The first is from A. O. Scott’s review of the latest Godzilla movie which I have no intention of seeing although I raptly watched the 60th Anniversary edition of the unedited Japanese original at the Film Forum last month. It made me sad to realize that the defeated Japanese could only raise their fists against the fiery destruction of the atomic bomb by making such a movie, having a man in a rubber suit destroy a model of Tokyo.

In describing the latest remake, Scott writes: “It is at once bloated and efficient, executed with tremendous discipline and intelligence and conceived with not too much of either.” I stopped and thought, “what a fine description of so much of today’s commodified entertainment.” One can admire the technique without giving a shit about the content. Score one for Scott.

The second sentence is “Farms are well ordered, prosperous, but a fragrance of neglect still lingers, like a ghost of fallen grass.” It is from J. A. Baker’s book The Peregrine, appearing early on as he describes the part of England he inhabits. I don’t quite know what the strings of words denote -- “neglect” has a fragrance? -- “fallen grass” can linger like a ghost? -- if I treat the sentence purely as prose. If treated as poetry however, it conjures up an uneasy feeling of impending loss, an ache, a tilt toward emptiness, thus preparing a way for the reader to place peregrine falcons in our word-created world. Precariously.

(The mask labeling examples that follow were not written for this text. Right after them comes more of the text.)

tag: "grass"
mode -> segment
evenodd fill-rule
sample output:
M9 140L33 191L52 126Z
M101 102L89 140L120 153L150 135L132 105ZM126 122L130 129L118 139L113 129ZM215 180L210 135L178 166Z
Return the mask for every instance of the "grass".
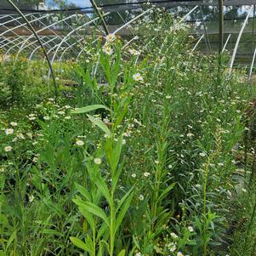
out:
M57 100L2 64L0 255L253 255L253 87L164 12L138 30L55 64Z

Which is how I read most everything these days -- intensely aware of the noxious atmosphere in which metaphors breathe and die. Especially when I get lost because my attention has strayed from the text.

(Getting laid off in publishing is like waking from a protracted dream in which you discussed marketing books with a bunch of people who knew as little about it as you. You congratulated each other when a book sold, but you had no idea why.)